On the evidence, the Court found that two boilers needed to be replaced and three could be repaired, at a total cost of £33,500. Repairs were required to be carried out to switch panels at a cost of £53,000. The passenger and goods lifts were in need of repair, at a total cost of £91,100. Added to the agreed figure for the cost of building fabric dilapidations of £1,785,578.15, and the agreed cost of the Mechanical and Electrical dilapidations of £435,926, the Court held that the cost of the works which Saint-Gobain should have carried out under the lease amounted to £2,399,104. To this figure the Court added an allowance for fees, supervision costs, financing costs and applied a risk and management allowance of 15% - giving an overall total of £3,087,712.

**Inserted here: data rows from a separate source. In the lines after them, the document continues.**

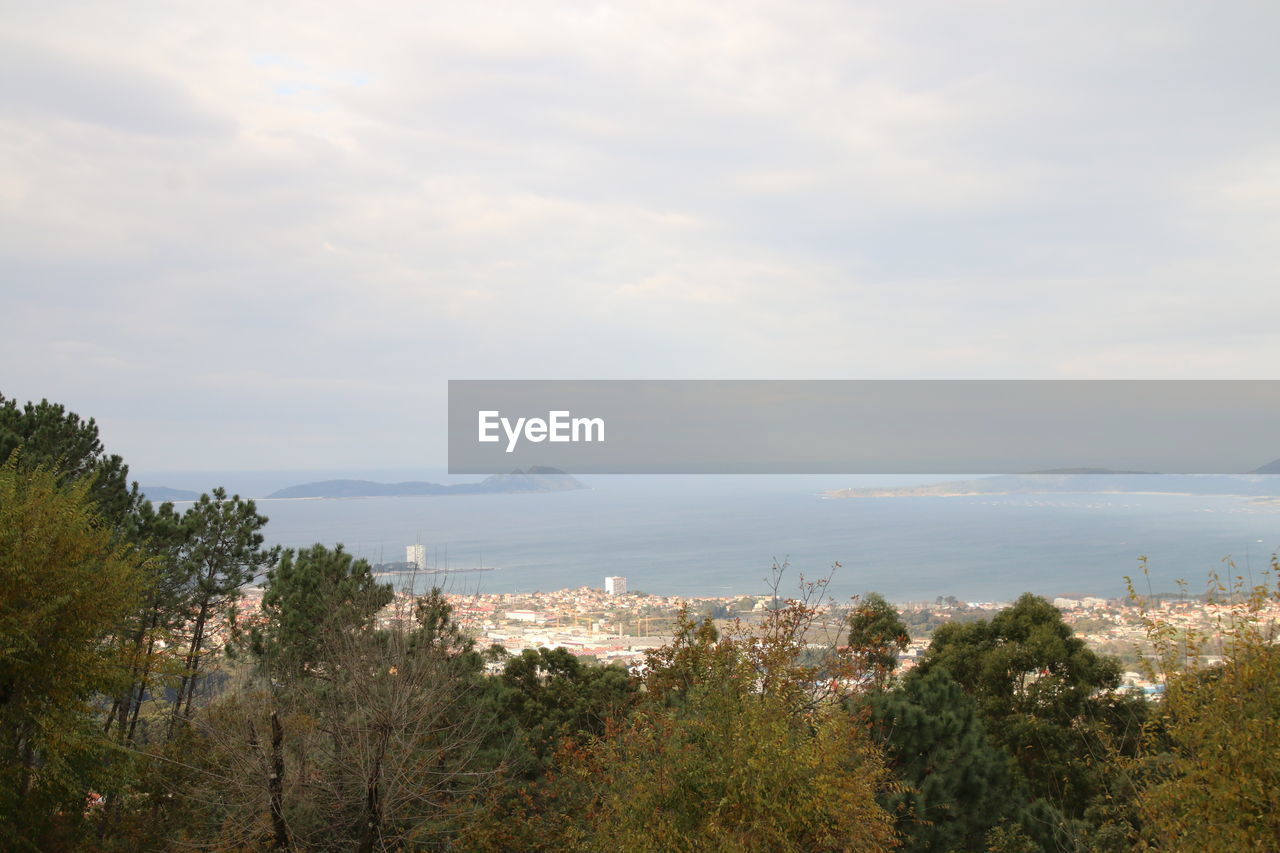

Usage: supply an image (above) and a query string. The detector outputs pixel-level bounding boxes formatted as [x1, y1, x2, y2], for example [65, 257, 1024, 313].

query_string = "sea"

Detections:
[143, 470, 1280, 602]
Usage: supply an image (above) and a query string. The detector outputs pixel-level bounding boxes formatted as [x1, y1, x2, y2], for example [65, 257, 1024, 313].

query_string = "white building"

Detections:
[404, 546, 426, 571]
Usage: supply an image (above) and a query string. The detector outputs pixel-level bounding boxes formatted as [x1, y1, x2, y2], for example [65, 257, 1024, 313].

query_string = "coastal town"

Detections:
[232, 560, 1280, 694]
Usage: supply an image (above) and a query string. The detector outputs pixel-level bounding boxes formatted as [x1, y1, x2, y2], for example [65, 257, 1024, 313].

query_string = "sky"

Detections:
[0, 0, 1280, 471]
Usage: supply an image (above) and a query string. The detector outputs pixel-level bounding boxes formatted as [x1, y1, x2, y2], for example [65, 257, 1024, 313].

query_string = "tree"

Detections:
[0, 456, 145, 849]
[177, 584, 494, 850]
[169, 488, 279, 738]
[251, 544, 394, 676]
[847, 593, 911, 688]
[870, 669, 1029, 853]
[919, 593, 1143, 833]
[502, 648, 639, 774]
[1126, 556, 1280, 850]
[476, 602, 895, 850]
[0, 394, 143, 529]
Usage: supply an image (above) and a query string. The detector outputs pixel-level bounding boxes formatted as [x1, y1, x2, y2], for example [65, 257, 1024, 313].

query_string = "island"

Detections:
[266, 465, 586, 500]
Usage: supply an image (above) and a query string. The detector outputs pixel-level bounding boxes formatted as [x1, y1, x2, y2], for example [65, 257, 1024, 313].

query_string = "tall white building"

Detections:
[404, 546, 426, 571]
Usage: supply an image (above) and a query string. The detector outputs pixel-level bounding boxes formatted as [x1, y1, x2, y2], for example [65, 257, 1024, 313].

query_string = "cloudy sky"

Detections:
[0, 0, 1280, 470]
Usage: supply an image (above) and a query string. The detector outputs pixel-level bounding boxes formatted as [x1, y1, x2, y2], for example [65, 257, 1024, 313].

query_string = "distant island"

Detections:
[823, 462, 1280, 498]
[266, 465, 586, 500]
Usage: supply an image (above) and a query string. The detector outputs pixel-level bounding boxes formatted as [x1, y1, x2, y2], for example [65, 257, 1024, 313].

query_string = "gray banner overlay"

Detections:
[449, 380, 1280, 474]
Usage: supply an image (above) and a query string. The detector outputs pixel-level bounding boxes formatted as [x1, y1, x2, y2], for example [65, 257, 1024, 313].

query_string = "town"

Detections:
[241, 560, 1280, 694]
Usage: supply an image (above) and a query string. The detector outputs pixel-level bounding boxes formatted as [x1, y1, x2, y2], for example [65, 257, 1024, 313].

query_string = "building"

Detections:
[404, 546, 426, 571]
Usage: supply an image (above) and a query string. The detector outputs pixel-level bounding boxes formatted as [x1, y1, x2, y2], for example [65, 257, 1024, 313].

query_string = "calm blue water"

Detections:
[174, 476, 1280, 601]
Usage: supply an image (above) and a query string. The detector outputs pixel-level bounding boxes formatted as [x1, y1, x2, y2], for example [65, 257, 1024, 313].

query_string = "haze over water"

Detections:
[140, 473, 1280, 601]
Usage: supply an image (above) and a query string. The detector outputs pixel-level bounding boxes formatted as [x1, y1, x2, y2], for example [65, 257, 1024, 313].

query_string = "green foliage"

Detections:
[169, 488, 279, 736]
[870, 669, 1028, 853]
[502, 648, 639, 774]
[920, 593, 1143, 831]
[847, 593, 911, 686]
[1129, 557, 1280, 850]
[0, 394, 143, 528]
[480, 602, 895, 850]
[0, 456, 145, 849]
[250, 544, 394, 676]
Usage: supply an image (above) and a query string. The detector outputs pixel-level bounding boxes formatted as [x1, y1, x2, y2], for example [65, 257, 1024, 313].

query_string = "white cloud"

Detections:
[0, 0, 1280, 467]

The Court then considered whether and to what extent the breaches of covenant on the term date resulted in a diminution in the value of Hammersmatch's freehold reversion on that date. The starting point was the value of the property in repair, which the Court held to be £3,061,251. The costs of putting the property into repair therefore exceeded the value of the property in repair.
The Court accepted Saint-Gobain's submission that once the resulting figure for the costs of the works falls below the site value, then the diminution in value is the difference between the "in repair" value and the site value. The Court found on the evidence that the site value amounted to £2.1m. The Court rounded down the value of the property in repair to £3m, and held that the diminution in value amounted to £900,000. Hammersmatch was not entitled to recover loss of rent in addition to the cost of repairs, or damages representing the cost of insuring the premises until they were re-let. Hammersmatch was entitled to recover interest at 4.5% per annum from the term date of 28 December 2009 and on the schedule costs (£20,320.40).
Hammersmatch's damages were therefore limited by section 18(1) of the Landlord and Tenant Act 1927 to the value of the diminution of the reversion at £900,000, plus the costs of the schedules at £20,320.40 and to interest at 4.5% per annum.